I agree that it's essential that we have references to views into arrays, somehow. But this could be accomplished with a reference operator (eg. b := &a[1..4]), which would of course create something identical to a copy of a other than sharing memory. Both reference operators and the proposed copy overwriter function seem a little bit ugly to me. I'd definitely like to hear whether anyone else is off-put.

I'd expect pixel manipulation to be a very rare use of arrays, but for direct tilemap access to be semi-common: I could probably optimise all {read/write}{map/pass}block calls to array indexing. Maybe we could let users create their own fixed type multidimensional numpy style arrays too, but I think the typical array would be used like a Python list.

Bob the Hamster: I like "by reference by default. I support the existence of a copy-assignment operator of some kind. I am neutral about mutable vs immutable strings, since I have rarely written code that cared if strings were mutable or not. Speaking of dynamicly typed languages that store objects by value, have you ever tried to write a complex PHP script that doesn't leak memory? Oh. My. Goodness. The language leaks memory by design as a performance optimization! I had to do it once and it was excruciating. Even when I re-wrote the whole program to use the reference operator explicitly, I found that even the references themselves were leaking and builing up to crash-worthy levels after a few hours runtime.... I am getting off topic. I apologize :P


TMC, I understand your annoyance with immutable objects; however, what they are is a safety feature, more than an opportunity for optimization. Supposing I could use mutable objects as dictionary keys:

{[1,2] : 3, [4,5]:9}

This potentially 'loses' values: ie. a value in the hashmap for that dictionary is no longer accessible as soon as I accidentally modify the key object, because the key's hash has changed despite ostensibly no change to the dictionary occurring (I guess this is the opposite of a hash collision); the only way to avoid this is explicitly monitoring every change to dictionary keys (or having separate types for keys, but that seems just as strange and awkward.) And if you COW a dictionary/associative-array key, doesn't this mean it essentially gets lost after the COW?

For this reason, if you support associative arrays (or any other hashing-based function) I contend that immutable strings are required. (or at least allow strings to become immutable; but this particular flexibility seems a rather dangerous one to me).

There seems to be a separate issue, 'soft' (or duck) typing versus hard (or static). I'd argue if you want soft typing then passing by reference is appropriate, whereas if you want hard typing (I'm guessing you do) then passing by value is appropriate.

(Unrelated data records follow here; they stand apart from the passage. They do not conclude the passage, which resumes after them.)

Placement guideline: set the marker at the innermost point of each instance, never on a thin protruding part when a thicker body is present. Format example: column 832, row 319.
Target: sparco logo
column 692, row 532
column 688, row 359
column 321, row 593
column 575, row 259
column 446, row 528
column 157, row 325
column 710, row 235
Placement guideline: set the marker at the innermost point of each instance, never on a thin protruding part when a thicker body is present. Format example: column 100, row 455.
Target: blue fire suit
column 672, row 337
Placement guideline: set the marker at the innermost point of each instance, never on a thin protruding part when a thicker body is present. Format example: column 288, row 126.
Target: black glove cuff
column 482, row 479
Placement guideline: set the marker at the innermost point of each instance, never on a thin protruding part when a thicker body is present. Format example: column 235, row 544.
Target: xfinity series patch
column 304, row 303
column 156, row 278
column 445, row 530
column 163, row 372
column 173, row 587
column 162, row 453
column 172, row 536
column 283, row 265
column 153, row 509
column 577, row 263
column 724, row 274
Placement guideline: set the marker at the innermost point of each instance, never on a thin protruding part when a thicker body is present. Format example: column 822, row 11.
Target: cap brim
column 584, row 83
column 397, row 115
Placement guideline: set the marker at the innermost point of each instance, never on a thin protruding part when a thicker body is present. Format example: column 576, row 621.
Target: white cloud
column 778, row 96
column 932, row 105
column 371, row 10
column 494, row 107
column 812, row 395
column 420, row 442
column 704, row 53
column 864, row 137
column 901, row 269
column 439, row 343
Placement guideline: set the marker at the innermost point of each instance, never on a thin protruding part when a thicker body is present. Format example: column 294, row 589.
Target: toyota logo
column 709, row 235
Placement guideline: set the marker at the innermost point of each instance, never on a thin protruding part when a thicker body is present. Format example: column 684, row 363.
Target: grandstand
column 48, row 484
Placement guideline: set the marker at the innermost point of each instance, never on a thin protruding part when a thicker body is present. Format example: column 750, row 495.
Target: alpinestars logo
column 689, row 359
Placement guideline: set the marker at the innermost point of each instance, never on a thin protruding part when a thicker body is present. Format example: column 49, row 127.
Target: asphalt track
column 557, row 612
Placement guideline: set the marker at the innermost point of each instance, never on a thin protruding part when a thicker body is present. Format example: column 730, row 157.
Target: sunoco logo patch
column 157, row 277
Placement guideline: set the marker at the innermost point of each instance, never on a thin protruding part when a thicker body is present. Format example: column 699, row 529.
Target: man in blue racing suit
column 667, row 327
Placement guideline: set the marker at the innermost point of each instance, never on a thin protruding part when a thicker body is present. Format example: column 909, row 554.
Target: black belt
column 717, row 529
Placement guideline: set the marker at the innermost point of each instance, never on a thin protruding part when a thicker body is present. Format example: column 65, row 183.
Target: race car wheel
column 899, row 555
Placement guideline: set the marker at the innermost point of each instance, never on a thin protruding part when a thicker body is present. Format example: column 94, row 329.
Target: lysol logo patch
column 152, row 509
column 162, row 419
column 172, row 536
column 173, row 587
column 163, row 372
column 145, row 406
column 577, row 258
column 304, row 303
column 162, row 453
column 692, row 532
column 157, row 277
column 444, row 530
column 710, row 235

The difference being in how much pain is required for copying operations; if we can guarantee copies are not complex (static typing does this), passing by value and COWing works ok.

Pixel manipulation is virtually the same in terms of functionality vs RWing a tilemap area; I can see being able to get a handle on a subset of a tilemap being VERY useful.

I'll have to do some checking up on 1d array indexing.

Referencing syntax (nor copy()) 'does not give me a good feeling'. It doesn't seem terrible, it just suggests to me that there is something obvious we're missing.